The idea that our real world is reflected in a 'mirror' representation is taking shape in front of us, and because of us.

Tuesday, November 9, 2010

Research on games goes mainstream?

I was intrigued to see the NYTimes Science section this morning with '...prognostications for science in 2011 from 10 leading figures...'one of which is Jane McGonigal, featured below and visiting our campus TODAY! so cool. She mentions a really nice GeoGame platform called GROUNDCREW - http://groundcrew.us/



I guess the take-home is...well... maybe that gaming is now so ubiquitous/powerful that it can't be ignored by anymore who is interested in environment - society - technology relations. We (the plugged-in part of the world) are all the cartographers of a mirror world (see Gelernter 1991). We shape it through our daily activities, consciously or not. Games will be part of that cartography as we progressively mix reality with imaginary worlds, so the games will record and also help us understand our soon to be past, present and, in my opinion, also educated guesses about our future.

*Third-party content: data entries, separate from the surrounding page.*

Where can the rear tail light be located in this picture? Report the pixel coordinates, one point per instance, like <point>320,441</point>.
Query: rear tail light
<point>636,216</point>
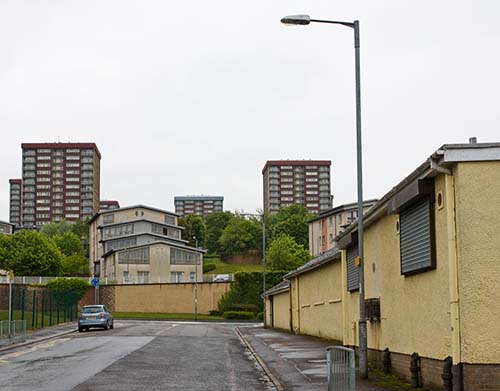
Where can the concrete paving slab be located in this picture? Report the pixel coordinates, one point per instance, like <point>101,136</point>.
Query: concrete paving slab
<point>297,362</point>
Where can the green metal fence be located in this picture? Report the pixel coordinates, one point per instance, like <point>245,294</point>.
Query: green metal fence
<point>39,307</point>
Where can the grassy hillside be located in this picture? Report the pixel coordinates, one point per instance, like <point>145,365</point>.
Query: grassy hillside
<point>226,268</point>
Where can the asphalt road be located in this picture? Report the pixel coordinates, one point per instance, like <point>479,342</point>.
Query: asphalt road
<point>136,355</point>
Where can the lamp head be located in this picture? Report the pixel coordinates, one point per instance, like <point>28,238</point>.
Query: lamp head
<point>296,20</point>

Wednesday, November 3, 2010

A musical postcard from the past with a birds-eye view

This is cool! My past gets a postcard from my future as a map of the present zooms by. You can try it yourself...
http://thewildernessdowntown.com/
It is a playful mix of personalized items, a decent soundtrack, and actually inspires some reflection on how I got here. In a way a GeoGame but very different than how I have conceived of it. Thanks to Markus Hernandez in my GEOG480 class who brought this to my attention.